A year it has been now. Our numbers grow exponentially. The air is clear, the streets are empty, the humans that survive live quietly, simply. They take delight in the important things and see nature all around.
– Sue Aldred
Over the back fence, Neil is stacking enormous cardboard boxes on his verandah. Large black letters labelled “Acme Quarantine Company”. Through the bifold doors of his new extension I have a panoramic view of more boxes and no furniture. It’s late and dark but his house blares with electricity as he unpacks. Dishes accumulate in my sink. I should wash them.
More boxes on Neil’s verandah and now on his lawn. He appears to be constructing something quite big. I can see long metal struts laid out on the floor in the back room, and a chair-like thing in play colours, bright and unapologetic. He’s at it day and night. More dishes.

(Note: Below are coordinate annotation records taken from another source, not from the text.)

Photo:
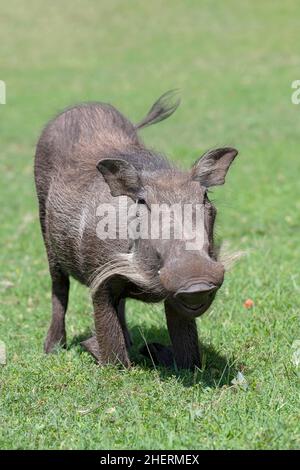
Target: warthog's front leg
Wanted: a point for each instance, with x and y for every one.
(184, 337)
(109, 332)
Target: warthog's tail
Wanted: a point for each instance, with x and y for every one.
(162, 109)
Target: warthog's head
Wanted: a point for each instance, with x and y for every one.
(174, 220)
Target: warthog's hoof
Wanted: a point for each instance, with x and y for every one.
(159, 354)
(91, 345)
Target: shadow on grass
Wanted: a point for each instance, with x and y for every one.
(217, 370)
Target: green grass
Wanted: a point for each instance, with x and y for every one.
(234, 62)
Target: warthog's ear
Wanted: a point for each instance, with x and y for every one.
(211, 168)
(122, 178)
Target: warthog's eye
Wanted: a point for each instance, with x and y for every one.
(141, 201)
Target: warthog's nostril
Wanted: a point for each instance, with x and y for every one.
(197, 295)
(201, 287)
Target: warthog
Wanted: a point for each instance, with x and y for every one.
(91, 155)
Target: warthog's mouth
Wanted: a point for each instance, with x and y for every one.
(195, 310)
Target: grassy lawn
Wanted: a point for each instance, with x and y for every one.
(234, 63)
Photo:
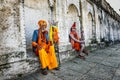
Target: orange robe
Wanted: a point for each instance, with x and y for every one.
(75, 45)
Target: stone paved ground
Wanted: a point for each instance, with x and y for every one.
(99, 65)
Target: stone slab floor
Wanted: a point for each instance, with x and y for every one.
(101, 64)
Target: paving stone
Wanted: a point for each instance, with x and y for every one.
(88, 77)
(102, 72)
(82, 68)
(99, 65)
(116, 78)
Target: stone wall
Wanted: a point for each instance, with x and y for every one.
(19, 18)
(13, 62)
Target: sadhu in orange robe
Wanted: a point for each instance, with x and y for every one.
(47, 53)
(75, 45)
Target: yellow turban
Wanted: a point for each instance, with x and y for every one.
(42, 23)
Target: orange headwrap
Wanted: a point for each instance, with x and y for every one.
(42, 23)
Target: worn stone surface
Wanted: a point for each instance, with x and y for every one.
(18, 20)
(77, 69)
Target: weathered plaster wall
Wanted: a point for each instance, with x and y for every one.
(18, 21)
(13, 61)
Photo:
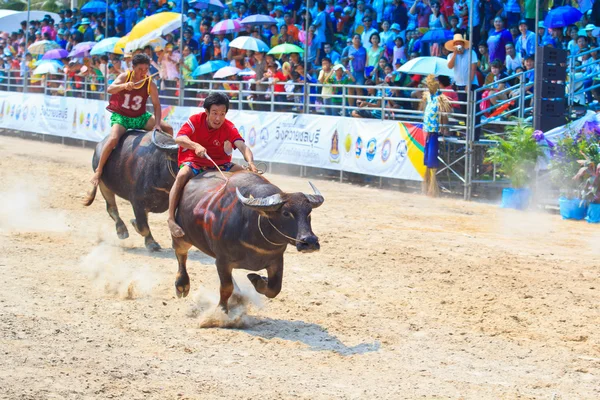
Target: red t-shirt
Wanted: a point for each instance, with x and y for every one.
(196, 128)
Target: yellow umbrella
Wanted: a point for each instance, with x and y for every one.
(120, 45)
(153, 27)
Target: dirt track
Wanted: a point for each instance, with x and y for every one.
(408, 298)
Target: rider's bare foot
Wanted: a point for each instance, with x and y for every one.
(175, 229)
(96, 178)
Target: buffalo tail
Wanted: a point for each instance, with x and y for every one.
(89, 199)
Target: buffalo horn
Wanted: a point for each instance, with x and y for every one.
(162, 146)
(270, 203)
(315, 199)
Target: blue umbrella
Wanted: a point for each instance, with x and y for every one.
(258, 19)
(209, 67)
(562, 16)
(437, 36)
(94, 7)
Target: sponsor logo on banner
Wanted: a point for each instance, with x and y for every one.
(54, 114)
(334, 153)
(401, 151)
(371, 149)
(386, 150)
(358, 147)
(264, 136)
(252, 137)
(348, 143)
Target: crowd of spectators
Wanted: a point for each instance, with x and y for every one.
(350, 42)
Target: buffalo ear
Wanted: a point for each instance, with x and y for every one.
(316, 199)
(270, 203)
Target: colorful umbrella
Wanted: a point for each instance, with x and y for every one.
(258, 19)
(210, 5)
(82, 49)
(562, 16)
(225, 72)
(42, 47)
(153, 27)
(226, 26)
(249, 43)
(46, 68)
(209, 67)
(104, 46)
(94, 7)
(55, 54)
(286, 48)
(58, 63)
(437, 36)
(427, 65)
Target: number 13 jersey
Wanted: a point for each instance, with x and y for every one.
(130, 103)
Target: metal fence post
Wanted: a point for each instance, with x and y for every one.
(272, 97)
(383, 105)
(343, 104)
(522, 96)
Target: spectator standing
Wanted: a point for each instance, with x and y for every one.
(513, 59)
(368, 31)
(525, 43)
(497, 40)
(326, 91)
(86, 30)
(333, 55)
(358, 61)
(458, 61)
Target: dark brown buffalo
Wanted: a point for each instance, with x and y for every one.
(140, 169)
(245, 222)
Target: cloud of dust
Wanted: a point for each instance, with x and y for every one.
(20, 210)
(108, 272)
(205, 307)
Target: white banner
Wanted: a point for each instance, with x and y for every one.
(380, 148)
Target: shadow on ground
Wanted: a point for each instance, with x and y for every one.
(312, 335)
(169, 254)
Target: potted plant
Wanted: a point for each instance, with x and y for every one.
(563, 167)
(516, 155)
(589, 178)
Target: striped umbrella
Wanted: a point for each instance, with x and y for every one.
(258, 19)
(55, 54)
(82, 49)
(208, 67)
(226, 26)
(42, 47)
(104, 46)
(249, 43)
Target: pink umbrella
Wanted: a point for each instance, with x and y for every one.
(82, 49)
(225, 72)
(227, 26)
(55, 54)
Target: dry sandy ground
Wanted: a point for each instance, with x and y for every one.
(408, 298)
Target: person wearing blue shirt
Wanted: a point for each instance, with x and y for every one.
(525, 43)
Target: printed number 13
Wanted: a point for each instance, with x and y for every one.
(137, 102)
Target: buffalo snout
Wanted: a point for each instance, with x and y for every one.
(308, 244)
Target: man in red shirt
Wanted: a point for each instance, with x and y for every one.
(204, 137)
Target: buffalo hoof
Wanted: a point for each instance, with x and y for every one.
(122, 231)
(256, 279)
(182, 286)
(151, 245)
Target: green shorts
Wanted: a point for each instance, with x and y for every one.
(130, 123)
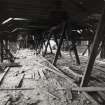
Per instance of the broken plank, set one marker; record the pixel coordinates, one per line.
(14, 89)
(58, 72)
(88, 89)
(41, 73)
(19, 84)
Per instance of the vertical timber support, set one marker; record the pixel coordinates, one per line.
(98, 37)
(46, 45)
(76, 54)
(60, 44)
(56, 41)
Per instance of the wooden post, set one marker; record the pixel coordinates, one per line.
(98, 36)
(55, 38)
(102, 55)
(46, 45)
(60, 44)
(50, 47)
(1, 51)
(76, 54)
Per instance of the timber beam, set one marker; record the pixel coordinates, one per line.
(98, 36)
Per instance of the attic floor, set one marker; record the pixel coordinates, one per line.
(38, 84)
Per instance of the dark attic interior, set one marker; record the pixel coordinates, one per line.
(52, 52)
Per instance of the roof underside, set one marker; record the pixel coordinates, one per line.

Neil’s building a ferris wheel! It must be awkward for him, with those yellow shoes on, shoes bigger than flippers. I can see him clearly because the red nose in the middle of his pale painted face has a flashing light. The ferris wheel is high. Its top disappears from view into some other realm. Where did he find the extra space? Did he order boxes of extra space from the Acme Quarantine Company?
I’ve been hearing whoops and hollers from Neil’s house all day. The ferris wheel came with a calliope, and a cacophony of tinny organ music spreads through the neighbourhood. It competes with his whoops and hollers as he travels in circles, disappearing from view into the mysterious realm and then falling towards the floor to repeat. Neil has an endless supply of motivation.
Time for bed, after I water the wilting pot plant on my book shelf.
(Written as a response to the various things people are doing to keep themselves occupied and in good spirits during isolation. Some of us are better at it than others.)